Periodically, nuclear power plants are idled for refurbishing or refueling operations. Under normal operating conditions the cooling water in the system is circulated. When a refueling or refurbishing activity takes place the nozzle passageways that provide the cooling water must be dammed off to contain the water. Usually these operations are accomplished in a period of hours to a day or two.
The pressure head of water that needs to be sealed is approximately 40 psig. The diameters of the water nozzles to be dammed can range from 28 inches to 45 inches. Obviously, the major focus on this critical operation is to have zero leakage of the cooling water.
The water nozzle passageways are designed and fitted with a metal ring to accept a metal dam device, which is designed to mechanically lock into the metal ring in the passageway. The metal dam is manufactured in segments in order to pass through a small access door. The challenge then is to provide a seal configuration that fits with the metal dam that will provide a watertight seal around the metal nozzle dam and also is sufficiently compact to also fit through the access door.
The solution is a combination of two inflatable seals, a passive lip seal, and a diaphragm.
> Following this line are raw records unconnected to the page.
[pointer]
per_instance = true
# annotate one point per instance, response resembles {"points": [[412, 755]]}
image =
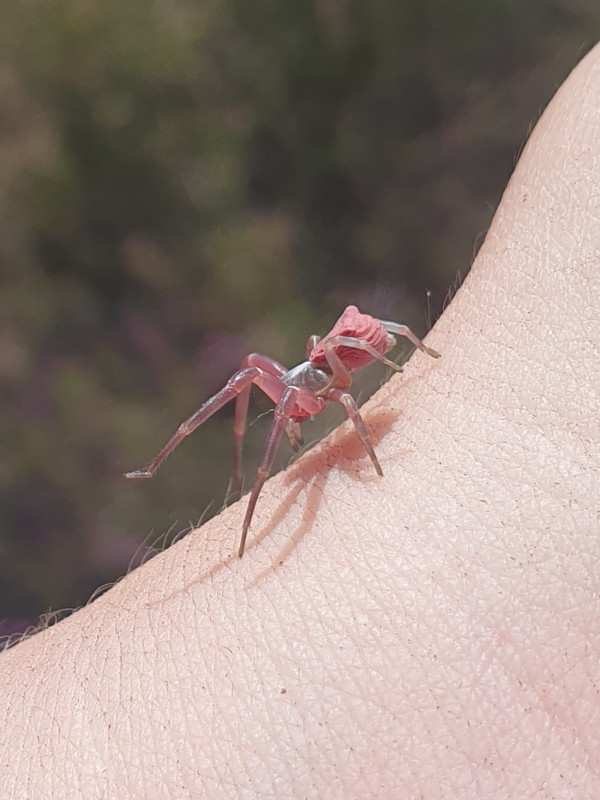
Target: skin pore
{"points": [[433, 633]]}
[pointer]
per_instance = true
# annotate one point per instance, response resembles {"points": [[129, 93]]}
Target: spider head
{"points": [[390, 342]]}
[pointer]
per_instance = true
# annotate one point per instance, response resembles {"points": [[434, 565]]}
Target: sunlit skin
{"points": [[299, 393]]}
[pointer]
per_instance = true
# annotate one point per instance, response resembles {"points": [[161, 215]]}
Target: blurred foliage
{"points": [[182, 183]]}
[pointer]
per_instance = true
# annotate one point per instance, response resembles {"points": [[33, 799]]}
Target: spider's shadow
{"points": [[345, 454]]}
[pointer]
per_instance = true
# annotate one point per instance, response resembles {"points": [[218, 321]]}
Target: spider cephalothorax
{"points": [[354, 341]]}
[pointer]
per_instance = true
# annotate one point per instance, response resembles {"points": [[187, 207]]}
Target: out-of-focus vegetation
{"points": [[183, 182]]}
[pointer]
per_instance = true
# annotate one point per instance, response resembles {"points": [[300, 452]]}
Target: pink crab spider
{"points": [[354, 341]]}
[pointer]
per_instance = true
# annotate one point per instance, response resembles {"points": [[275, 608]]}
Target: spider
{"points": [[354, 341]]}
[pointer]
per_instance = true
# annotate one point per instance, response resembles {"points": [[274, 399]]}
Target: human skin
{"points": [[431, 634]]}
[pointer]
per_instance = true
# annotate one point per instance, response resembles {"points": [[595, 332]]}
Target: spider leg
{"points": [[241, 410], [340, 374], [237, 384], [352, 410], [311, 343], [294, 434], [404, 330], [283, 412]]}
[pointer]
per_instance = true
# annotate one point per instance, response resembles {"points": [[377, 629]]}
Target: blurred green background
{"points": [[184, 182]]}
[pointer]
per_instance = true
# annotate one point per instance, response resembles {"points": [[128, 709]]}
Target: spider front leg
{"points": [[341, 376], [241, 410], [239, 383], [349, 404], [281, 418], [293, 400], [405, 331]]}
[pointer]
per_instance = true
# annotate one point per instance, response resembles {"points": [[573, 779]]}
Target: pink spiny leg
{"points": [[341, 375], [352, 410], [241, 410], [270, 384], [404, 330]]}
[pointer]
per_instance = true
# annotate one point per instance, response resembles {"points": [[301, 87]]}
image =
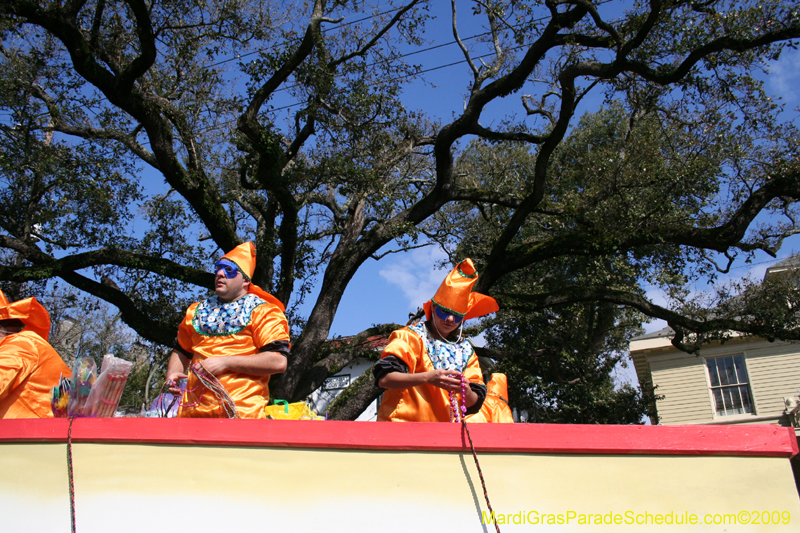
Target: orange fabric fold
{"points": [[494, 408], [249, 392], [29, 369], [423, 403]]}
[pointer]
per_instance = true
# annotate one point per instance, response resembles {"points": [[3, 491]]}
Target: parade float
{"points": [[159, 474]]}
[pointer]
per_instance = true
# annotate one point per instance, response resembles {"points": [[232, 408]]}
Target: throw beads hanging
{"points": [[458, 410], [211, 383]]}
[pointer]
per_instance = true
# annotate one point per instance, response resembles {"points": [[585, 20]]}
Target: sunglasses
{"points": [[229, 270], [444, 315]]}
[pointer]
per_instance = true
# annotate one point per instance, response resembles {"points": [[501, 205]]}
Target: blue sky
{"points": [[388, 290]]}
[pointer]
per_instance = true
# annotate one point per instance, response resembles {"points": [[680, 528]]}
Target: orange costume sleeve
{"points": [[29, 369], [250, 392], [495, 408], [423, 403]]}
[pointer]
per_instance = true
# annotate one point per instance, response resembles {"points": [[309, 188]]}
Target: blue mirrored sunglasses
{"points": [[228, 269], [443, 315]]}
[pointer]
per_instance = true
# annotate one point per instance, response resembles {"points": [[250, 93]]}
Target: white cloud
{"points": [[784, 75], [416, 275], [657, 297]]}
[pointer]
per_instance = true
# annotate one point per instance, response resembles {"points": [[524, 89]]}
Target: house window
{"points": [[730, 387]]}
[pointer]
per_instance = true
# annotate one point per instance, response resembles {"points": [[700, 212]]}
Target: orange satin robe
{"points": [[29, 369], [424, 403], [250, 393], [495, 408]]}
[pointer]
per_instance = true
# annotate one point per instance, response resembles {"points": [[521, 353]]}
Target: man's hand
{"points": [[216, 365], [172, 381]]}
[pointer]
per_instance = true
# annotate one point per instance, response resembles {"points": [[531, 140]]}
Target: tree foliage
{"points": [[143, 139]]}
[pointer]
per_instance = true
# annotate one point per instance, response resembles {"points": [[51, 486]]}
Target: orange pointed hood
{"points": [[244, 257], [455, 294], [29, 312]]}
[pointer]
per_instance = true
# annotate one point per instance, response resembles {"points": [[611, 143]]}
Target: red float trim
{"points": [[748, 440]]}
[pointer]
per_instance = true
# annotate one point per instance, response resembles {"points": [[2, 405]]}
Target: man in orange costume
{"points": [[423, 365], [240, 335], [29, 366], [495, 408]]}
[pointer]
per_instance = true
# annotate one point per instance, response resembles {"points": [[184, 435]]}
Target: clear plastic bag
{"points": [[107, 389]]}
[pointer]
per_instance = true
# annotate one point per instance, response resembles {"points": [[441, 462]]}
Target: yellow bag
{"points": [[283, 410]]}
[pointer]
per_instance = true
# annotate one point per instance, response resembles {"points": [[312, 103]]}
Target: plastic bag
{"points": [[283, 410], [84, 372]]}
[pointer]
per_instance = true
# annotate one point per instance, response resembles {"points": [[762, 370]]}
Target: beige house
{"points": [[746, 380]]}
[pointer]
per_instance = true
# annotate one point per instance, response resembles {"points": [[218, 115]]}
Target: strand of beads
{"points": [[211, 383], [458, 410]]}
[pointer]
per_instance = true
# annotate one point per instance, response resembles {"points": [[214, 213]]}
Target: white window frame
{"points": [[712, 388]]}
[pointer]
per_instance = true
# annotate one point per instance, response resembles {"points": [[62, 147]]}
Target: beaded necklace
{"points": [[448, 355], [210, 382]]}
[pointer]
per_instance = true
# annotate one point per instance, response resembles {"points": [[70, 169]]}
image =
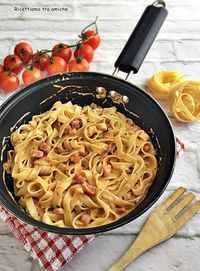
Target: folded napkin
{"points": [[51, 250]]}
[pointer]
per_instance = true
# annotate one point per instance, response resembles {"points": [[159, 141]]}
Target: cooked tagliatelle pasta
{"points": [[80, 167], [184, 101], [160, 83]]}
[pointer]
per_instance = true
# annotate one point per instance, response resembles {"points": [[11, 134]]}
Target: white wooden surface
{"points": [[176, 47]]}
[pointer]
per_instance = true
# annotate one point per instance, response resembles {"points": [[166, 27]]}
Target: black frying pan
{"points": [[84, 89]]}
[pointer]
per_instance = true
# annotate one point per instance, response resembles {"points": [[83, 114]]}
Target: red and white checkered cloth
{"points": [[51, 250]]}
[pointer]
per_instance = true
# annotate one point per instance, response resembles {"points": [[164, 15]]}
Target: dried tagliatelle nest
{"points": [[184, 101], [183, 96], [160, 83]]}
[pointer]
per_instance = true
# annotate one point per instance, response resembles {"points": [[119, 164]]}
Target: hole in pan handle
{"points": [[141, 39]]}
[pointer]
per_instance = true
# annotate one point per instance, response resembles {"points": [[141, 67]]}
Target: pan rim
{"points": [[26, 218]]}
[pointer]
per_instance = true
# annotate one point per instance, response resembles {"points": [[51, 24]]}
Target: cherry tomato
{"points": [[24, 51], [62, 50], [32, 75], [86, 51], [13, 63], [41, 60], [78, 64], [9, 81], [1, 68], [56, 65], [94, 41]]}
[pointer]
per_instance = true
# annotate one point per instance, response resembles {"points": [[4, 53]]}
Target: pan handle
{"points": [[141, 39]]}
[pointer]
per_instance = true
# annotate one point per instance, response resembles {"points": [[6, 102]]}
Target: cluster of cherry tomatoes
{"points": [[49, 62]]}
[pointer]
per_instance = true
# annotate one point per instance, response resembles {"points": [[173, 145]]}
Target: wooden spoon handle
{"points": [[131, 254]]}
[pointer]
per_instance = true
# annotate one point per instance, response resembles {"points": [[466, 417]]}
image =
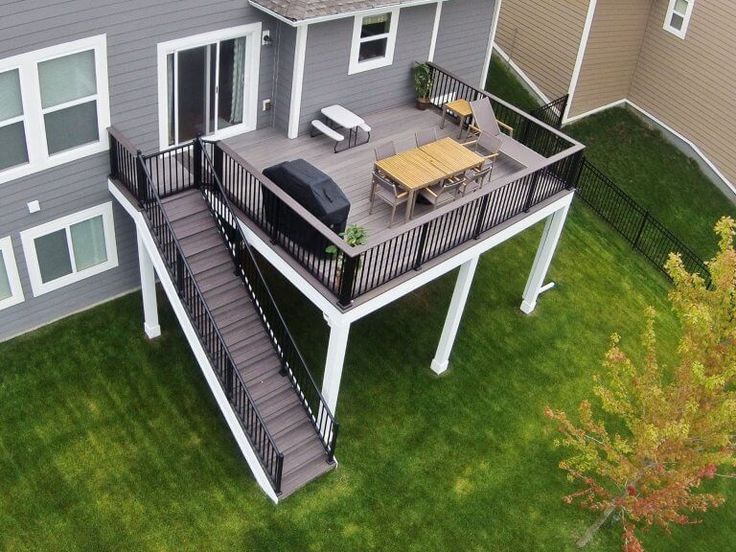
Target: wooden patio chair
{"points": [[426, 136], [387, 191]]}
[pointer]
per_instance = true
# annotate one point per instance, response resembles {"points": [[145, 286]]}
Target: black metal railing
{"points": [[138, 180], [210, 156], [635, 223], [533, 133], [552, 112]]}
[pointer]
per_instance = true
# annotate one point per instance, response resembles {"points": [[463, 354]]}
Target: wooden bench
{"points": [[321, 127]]}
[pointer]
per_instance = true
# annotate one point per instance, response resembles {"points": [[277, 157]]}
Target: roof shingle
{"points": [[299, 10]]}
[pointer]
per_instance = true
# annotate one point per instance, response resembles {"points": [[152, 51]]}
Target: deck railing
{"points": [[293, 364], [130, 167], [354, 272]]}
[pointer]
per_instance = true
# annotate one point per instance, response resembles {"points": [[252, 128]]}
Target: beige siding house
{"points": [[671, 60]]}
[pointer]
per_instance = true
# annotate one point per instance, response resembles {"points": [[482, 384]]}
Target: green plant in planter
{"points": [[422, 84]]}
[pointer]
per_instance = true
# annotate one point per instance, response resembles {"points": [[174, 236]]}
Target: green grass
{"points": [[109, 441], [502, 83], [656, 174]]}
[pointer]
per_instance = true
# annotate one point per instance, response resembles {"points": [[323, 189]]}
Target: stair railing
{"points": [[246, 266], [132, 170]]}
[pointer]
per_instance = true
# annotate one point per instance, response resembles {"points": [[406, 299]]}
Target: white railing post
{"points": [[148, 291], [454, 315]]}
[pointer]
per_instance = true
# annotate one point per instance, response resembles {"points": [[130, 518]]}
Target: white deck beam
{"points": [[454, 315], [338, 344], [547, 246], [148, 290]]}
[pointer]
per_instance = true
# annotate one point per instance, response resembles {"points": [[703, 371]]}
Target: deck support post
{"points": [[454, 315], [547, 246], [338, 344], [148, 290]]}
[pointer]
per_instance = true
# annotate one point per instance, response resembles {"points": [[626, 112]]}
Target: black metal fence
{"points": [[636, 224], [552, 112]]}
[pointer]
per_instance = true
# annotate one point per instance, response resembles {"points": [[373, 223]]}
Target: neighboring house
{"points": [[85, 217], [671, 60]]}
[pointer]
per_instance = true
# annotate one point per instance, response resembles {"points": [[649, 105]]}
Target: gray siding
{"points": [[284, 74], [326, 79], [133, 29], [462, 41]]}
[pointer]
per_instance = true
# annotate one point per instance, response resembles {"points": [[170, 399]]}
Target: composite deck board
{"points": [[247, 340]]}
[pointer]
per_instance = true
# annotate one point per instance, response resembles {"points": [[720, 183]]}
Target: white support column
{"points": [[550, 238], [148, 290], [338, 344], [454, 315]]}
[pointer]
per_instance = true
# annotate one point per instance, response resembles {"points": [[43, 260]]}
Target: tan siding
{"points": [[609, 63], [690, 84], [543, 39]]}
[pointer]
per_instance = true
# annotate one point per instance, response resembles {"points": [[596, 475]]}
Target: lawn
{"points": [[113, 442], [642, 162]]}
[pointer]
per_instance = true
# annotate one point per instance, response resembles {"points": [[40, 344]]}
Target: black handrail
{"points": [[293, 364], [140, 183]]}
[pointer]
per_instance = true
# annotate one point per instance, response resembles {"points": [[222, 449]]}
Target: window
{"points": [[678, 17], [53, 106], [11, 292], [374, 40], [70, 249]]}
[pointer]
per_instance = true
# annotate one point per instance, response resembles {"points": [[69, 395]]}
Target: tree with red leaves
{"points": [[675, 426]]}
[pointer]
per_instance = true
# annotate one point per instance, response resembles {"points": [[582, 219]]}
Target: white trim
{"points": [[297, 80], [193, 339], [668, 128], [27, 238], [435, 31], [685, 18], [519, 71], [489, 50], [390, 37], [11, 270], [345, 15], [252, 34], [27, 65], [579, 59]]}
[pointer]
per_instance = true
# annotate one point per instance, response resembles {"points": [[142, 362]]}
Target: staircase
{"points": [[263, 375]]}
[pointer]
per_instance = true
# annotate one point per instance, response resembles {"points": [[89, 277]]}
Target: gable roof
{"points": [[300, 10]]}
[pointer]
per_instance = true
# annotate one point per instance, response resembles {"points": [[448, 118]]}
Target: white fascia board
{"points": [[330, 310], [322, 19]]}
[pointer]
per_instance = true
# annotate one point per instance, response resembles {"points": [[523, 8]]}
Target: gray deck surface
{"points": [[352, 169]]}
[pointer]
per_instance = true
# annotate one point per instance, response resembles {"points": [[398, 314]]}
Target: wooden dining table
{"points": [[425, 166]]}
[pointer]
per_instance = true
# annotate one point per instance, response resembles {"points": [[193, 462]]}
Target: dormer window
{"points": [[678, 17], [374, 40]]}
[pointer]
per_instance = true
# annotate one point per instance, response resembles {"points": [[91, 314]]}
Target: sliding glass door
{"points": [[207, 89]]}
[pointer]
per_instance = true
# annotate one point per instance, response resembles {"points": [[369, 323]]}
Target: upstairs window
{"points": [[53, 106], [374, 40], [678, 17]]}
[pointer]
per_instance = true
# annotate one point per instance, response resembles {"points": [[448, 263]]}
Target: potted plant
{"points": [[354, 235], [422, 84]]}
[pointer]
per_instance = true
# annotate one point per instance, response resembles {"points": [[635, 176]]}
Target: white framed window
{"points": [[374, 41], [678, 17], [70, 249], [54, 106], [11, 292], [208, 84]]}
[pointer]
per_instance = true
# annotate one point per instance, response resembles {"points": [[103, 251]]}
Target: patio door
{"points": [[211, 89]]}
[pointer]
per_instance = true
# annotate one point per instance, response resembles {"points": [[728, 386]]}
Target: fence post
{"points": [[197, 162], [141, 181], [641, 229], [349, 270]]}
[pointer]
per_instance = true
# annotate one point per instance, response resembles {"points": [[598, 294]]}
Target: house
{"points": [[671, 61], [134, 136]]}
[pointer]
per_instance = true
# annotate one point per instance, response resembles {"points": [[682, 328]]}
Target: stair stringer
{"points": [[191, 335]]}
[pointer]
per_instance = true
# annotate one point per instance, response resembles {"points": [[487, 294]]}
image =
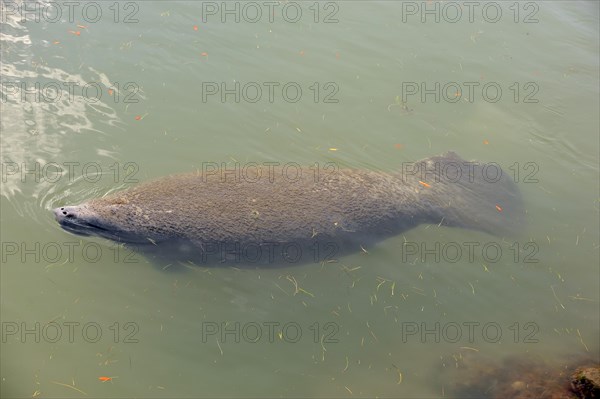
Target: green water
{"points": [[157, 324]]}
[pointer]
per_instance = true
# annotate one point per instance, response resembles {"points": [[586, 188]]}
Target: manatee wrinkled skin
{"points": [[278, 211]]}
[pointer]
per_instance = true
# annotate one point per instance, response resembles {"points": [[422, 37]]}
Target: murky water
{"points": [[131, 91]]}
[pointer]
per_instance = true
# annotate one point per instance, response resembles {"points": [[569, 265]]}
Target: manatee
{"points": [[277, 214]]}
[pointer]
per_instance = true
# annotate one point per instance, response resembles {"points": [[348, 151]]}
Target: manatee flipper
{"points": [[469, 194]]}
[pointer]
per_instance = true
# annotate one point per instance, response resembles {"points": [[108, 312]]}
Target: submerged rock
{"points": [[523, 377], [585, 382]]}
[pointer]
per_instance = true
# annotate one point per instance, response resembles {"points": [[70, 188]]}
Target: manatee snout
{"points": [[77, 219], [65, 212]]}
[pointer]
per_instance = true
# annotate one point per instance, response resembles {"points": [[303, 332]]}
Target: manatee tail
{"points": [[468, 194]]}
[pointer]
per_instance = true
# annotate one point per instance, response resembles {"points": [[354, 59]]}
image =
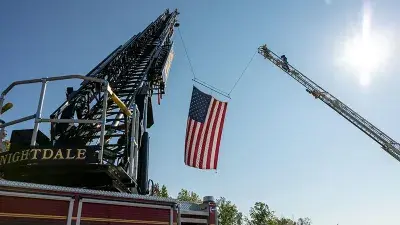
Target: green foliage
{"points": [[164, 192], [229, 214], [304, 221], [188, 196], [260, 214]]}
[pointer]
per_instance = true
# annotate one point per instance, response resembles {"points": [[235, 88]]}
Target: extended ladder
{"points": [[387, 143]]}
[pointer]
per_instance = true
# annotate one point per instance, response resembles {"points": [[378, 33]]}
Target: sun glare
{"points": [[366, 52]]}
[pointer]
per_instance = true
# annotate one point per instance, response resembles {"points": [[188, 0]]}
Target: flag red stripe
{"points": [[186, 139], [202, 141], [204, 149], [196, 147], [194, 139], [221, 126], [210, 148], [191, 137]]}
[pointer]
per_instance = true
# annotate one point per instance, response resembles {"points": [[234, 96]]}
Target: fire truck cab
{"points": [[38, 204]]}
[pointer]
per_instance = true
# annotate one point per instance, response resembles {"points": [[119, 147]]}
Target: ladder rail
{"points": [[388, 144]]}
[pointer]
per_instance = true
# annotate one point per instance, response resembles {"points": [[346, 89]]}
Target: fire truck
{"points": [[91, 166]]}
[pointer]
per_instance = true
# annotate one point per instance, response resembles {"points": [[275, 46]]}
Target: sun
{"points": [[365, 52]]}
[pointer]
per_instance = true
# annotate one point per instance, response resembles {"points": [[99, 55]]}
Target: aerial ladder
{"points": [[98, 136], [387, 143]]}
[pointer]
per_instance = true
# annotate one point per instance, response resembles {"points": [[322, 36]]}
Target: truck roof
{"points": [[185, 206]]}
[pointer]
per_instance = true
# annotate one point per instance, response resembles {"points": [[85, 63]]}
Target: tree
{"points": [[260, 214], [240, 219], [285, 221], [228, 214], [164, 192], [188, 196], [304, 221]]}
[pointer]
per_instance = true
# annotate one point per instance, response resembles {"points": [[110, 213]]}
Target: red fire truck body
{"points": [[36, 204]]}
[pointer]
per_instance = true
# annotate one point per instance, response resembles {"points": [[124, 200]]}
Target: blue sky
{"points": [[279, 145]]}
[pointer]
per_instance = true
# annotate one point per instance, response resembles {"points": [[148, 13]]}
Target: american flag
{"points": [[204, 130]]}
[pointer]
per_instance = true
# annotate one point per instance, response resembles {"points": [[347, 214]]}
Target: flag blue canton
{"points": [[199, 105]]}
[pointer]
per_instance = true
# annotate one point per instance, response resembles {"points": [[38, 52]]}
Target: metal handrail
{"points": [[38, 115]]}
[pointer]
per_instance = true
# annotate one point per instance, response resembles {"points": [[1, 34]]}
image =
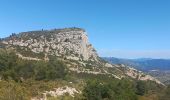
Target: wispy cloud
{"points": [[135, 53]]}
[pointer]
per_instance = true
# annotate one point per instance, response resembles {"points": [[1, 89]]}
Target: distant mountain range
{"points": [[159, 68]]}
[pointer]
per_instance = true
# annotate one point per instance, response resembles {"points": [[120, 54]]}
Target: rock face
{"points": [[71, 43], [68, 43]]}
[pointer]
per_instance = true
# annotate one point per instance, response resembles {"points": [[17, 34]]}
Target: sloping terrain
{"points": [[60, 61]]}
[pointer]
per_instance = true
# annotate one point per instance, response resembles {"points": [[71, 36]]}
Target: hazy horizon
{"points": [[122, 29]]}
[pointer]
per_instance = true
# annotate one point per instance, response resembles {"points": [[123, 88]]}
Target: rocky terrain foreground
{"points": [[70, 46]]}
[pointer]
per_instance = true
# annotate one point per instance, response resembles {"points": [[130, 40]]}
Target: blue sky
{"points": [[119, 28]]}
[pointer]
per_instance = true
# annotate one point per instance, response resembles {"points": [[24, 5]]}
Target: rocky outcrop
{"points": [[71, 43]]}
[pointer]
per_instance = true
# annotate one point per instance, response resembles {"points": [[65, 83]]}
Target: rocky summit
{"points": [[71, 43], [68, 44]]}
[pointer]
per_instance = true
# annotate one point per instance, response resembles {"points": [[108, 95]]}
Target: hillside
{"points": [[159, 68], [62, 64]]}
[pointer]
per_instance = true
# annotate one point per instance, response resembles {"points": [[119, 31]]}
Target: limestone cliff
{"points": [[71, 43]]}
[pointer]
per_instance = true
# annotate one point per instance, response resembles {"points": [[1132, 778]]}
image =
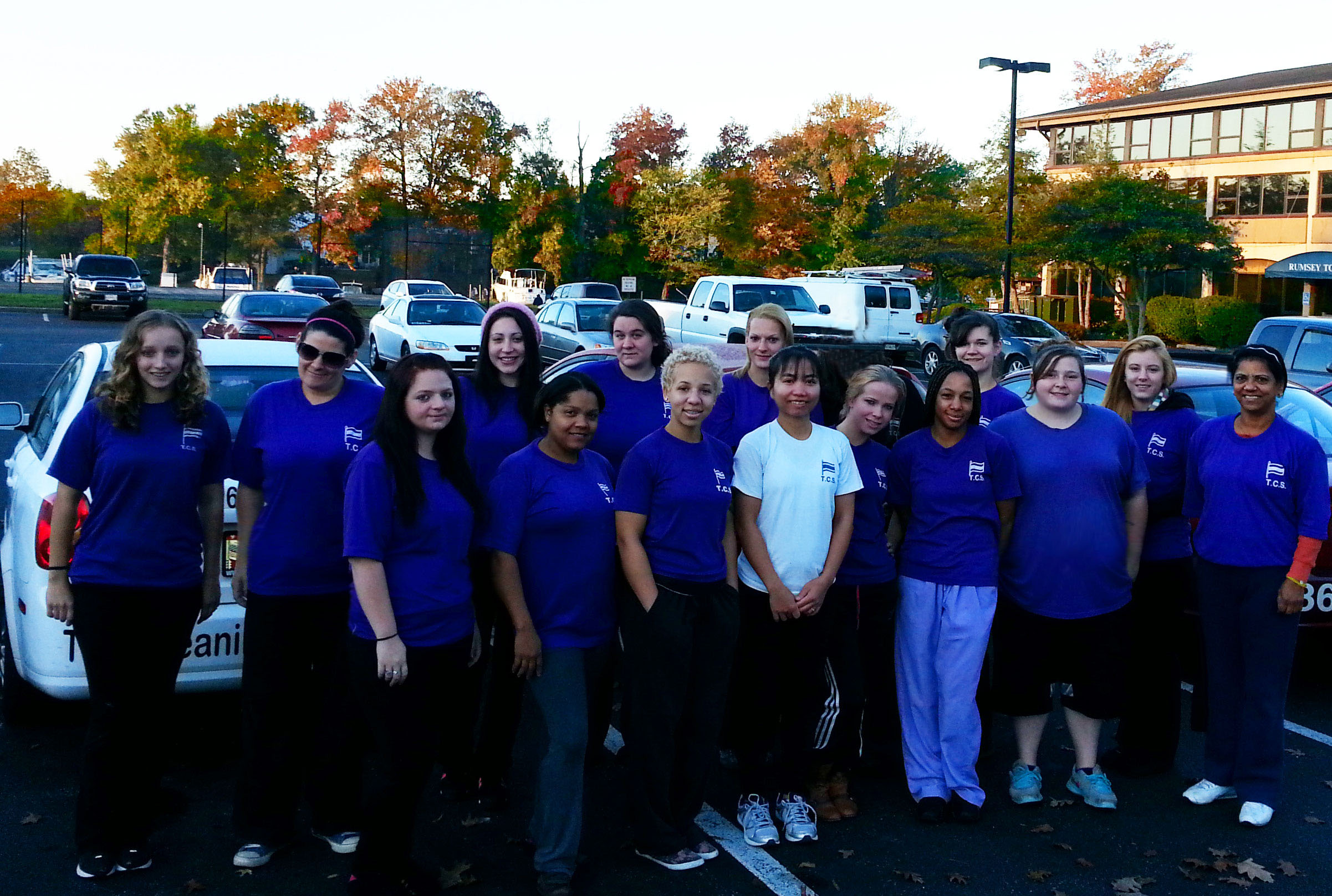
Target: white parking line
{"points": [[1290, 726], [769, 871]]}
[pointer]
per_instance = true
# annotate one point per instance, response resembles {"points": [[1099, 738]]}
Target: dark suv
{"points": [[104, 283]]}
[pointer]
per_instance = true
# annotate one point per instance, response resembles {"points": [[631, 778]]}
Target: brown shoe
{"points": [[842, 801]]}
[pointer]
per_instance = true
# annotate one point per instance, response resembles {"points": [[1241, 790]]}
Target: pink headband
{"points": [[329, 320]]}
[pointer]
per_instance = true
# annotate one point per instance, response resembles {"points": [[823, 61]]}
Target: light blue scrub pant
{"points": [[941, 646]]}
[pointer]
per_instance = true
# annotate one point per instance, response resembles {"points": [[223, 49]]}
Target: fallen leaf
{"points": [[456, 877], [1254, 871]]}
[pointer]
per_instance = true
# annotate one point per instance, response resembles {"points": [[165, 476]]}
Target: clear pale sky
{"points": [[79, 71]]}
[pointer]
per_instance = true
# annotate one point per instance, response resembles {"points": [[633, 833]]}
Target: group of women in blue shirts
{"points": [[437, 546]]}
This combination of seals and diaphragm is vulcanized in one process to provide a single high integrity part that attaches to the metal nozzle dam. (Reference Figure A.) The part is manufactured from radiation-resistant EPDM compounds and Kevlar® fabric. The inflatable seals and the chamber between them are under constant remote monitoring for air pressure and airflow during the entire refueling/refurbishing operation.
Various sizes and configurations of Seal Master nozzle dam seals are utilized throughout the nuclear engineering services industry during refueling and refurbishing operations.